- The Washington Times - Thursday, September 28, 2006

Nearly 20 percent of college students say they have had an eating disorder, and most have never received treatment, according to a poll by the National Eating Disorders Association (NEDA).

Lynn Grefe, NEDA chief executive officer, said colleges prepare to fight drugs and alcohol problems, but eating disorders — the third largest problem on campuses — are not properly addressed.

“To turn this around, we need to ensure that trained advisers who understand this illness are readily available to college populations,” said Miss Grefe, who called on medical schools to better train doctors to diagnose eating disorders.
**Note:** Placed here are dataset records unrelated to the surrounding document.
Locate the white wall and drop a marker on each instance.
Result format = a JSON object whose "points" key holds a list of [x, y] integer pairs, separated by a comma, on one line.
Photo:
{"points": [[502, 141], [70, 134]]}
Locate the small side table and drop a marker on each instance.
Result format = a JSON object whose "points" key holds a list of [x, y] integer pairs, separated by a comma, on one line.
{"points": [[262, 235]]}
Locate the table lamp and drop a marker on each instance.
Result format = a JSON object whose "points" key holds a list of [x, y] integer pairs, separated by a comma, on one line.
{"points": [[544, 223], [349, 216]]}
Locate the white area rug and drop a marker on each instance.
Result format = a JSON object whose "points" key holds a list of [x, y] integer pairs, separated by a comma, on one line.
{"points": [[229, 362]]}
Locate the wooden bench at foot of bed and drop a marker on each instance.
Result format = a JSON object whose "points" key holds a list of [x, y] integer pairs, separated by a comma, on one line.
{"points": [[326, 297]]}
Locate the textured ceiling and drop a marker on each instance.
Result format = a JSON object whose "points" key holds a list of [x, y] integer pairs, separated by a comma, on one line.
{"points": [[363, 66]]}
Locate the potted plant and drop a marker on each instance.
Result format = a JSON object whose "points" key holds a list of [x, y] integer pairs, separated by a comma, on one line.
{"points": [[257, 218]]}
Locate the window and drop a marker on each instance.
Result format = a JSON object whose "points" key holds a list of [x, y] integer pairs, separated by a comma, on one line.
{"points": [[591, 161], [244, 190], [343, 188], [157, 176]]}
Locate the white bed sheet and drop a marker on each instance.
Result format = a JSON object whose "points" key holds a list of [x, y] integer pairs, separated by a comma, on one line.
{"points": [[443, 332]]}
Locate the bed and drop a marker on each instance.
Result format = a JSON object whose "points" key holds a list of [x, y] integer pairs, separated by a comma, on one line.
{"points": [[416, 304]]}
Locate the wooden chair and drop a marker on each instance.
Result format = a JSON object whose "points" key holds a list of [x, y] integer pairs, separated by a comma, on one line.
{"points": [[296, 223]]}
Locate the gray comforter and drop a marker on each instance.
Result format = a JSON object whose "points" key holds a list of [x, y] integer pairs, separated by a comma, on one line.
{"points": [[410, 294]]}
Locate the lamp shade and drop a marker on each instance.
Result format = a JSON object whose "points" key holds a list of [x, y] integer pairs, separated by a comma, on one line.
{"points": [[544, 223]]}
“We’re finding that doctors out there don’t even know how to recognize the signs,” she said.

NEDA’s online poll of more than 1,000 college students said 19.6 percent of respondents have had an eating disorder, significantly more than the up to 4 percent in previous surveys, and that 75 percent had not received treatment.

In addition, 55 percent said they know someone who has had an eating disorder, such as anorexia, bulimia or binge-eating disorder.

Miss Grefe said the anonymity of the online poll made people feel free to answer truthfully. The National Institute of Mental Health have questioned previous research because of the stigma associated with mental illnesses such as eating disorders.

Women made up almost 85 percent of those who indicated they had an eating disorder and 63 percent of all respondents.

Nearly 60 percent of students thought cultural pressures to be thin helped lead to the onset of eating disorders, and 46 percent thought stress contributed.

Miss Grefe called for Congress to pass a mental-health parity bill, stating that those suffering from eating disorders need care from qualified professionals and a way to pay for treatment.

NEDA says eating disorders may begin with preoccupations with food and weight, but are often about using food and the control of food in an attempt to compensate for feelings and emotions that may otherwise seem overwhelming.

Miss Grefe said students who know someone suffering from eating disorders should encourage them to seek treatment.

“Don’t be apathetic,” she said. “Take your friend’s hand, and take them to someone who knows eating disorders.”